The specific challenge for the CCS industry is to demonstrate the entire chain at commercial scale —incorporating CO2 capture from large point sources, CO2 compression and then transportation and injection into suitable storage sites or for a use that results in permanent emissions abatement.
Progress is being made
CCS is happening now and continuing to grow at a strong pace, with dozens of large-scale integrated projects either in operation or under construction, and some 20 million tonnes of CO2 kept away from the Earth’s atmosphere each year. When six new CCS projects go live by 2015, the amount of sequestered CO2 will rise to some 33 million tonnes per year – the rough equivalent of preventing the emissions from more than six million cars.
There are eight large-scale projects in operation around the world and a further six under construction. Three of these projects have recently commenced construction. Importantly, these include a second power project, Boundary Dam in Canada, and the first project in the United States that will store CO2 in a deep saline formation, the Illinois Industrial Carbon Capture and Sequestration (ICCS) project.
Numerous projects are undertaking CCS in response to, or anticipation of, longer-term climate policies or potential carbon offset markets. While this is promising, developing a business case without a revenue stream – such as enhanced oil recovery (EOR) or other opportunities – remains a challenge.

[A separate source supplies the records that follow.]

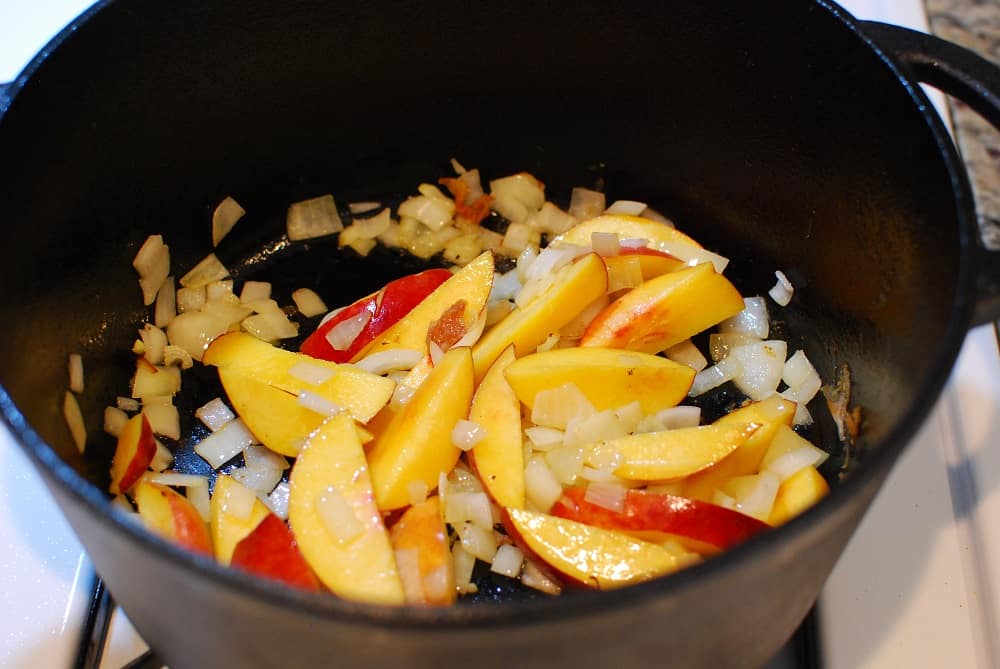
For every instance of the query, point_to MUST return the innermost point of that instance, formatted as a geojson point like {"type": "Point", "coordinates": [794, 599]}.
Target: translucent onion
{"type": "Point", "coordinates": [214, 414]}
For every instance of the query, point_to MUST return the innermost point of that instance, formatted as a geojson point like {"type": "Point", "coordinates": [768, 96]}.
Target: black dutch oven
{"type": "Point", "coordinates": [785, 134]}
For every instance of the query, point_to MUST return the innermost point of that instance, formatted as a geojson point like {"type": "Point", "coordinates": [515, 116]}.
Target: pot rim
{"type": "Point", "coordinates": [571, 603]}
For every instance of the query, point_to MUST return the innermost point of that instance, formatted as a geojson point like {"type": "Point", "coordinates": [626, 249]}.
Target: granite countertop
{"type": "Point", "coordinates": [975, 24]}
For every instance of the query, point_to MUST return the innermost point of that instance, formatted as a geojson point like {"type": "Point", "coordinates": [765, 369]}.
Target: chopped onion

Characterising storage sites requires a long lead-time, often 5-10 years or more. Projects that have not yet commenced active storage assessments will likely struggle to operate before 2020.
Project proponents are continuously reviewing their public engagement approach to identify and mitigate potential challenges. In addition, substantial, timely and stable policy support – including a carbon price signal – will help demonstrate and deploy CCS, while driving innovation.
The development of CCS laws and regulations has continued at a reasonable pace with a number of jurisdictions completing framework legislation and commencing implementation of secondary regulations and guidance.
Urgent action going forward
Ultimately, the international community is accepting that the longer CCS is delayed, the more expensive it becomes, andin order to fight climate change, CCS must play an integral role in limiting emissions in coming decades.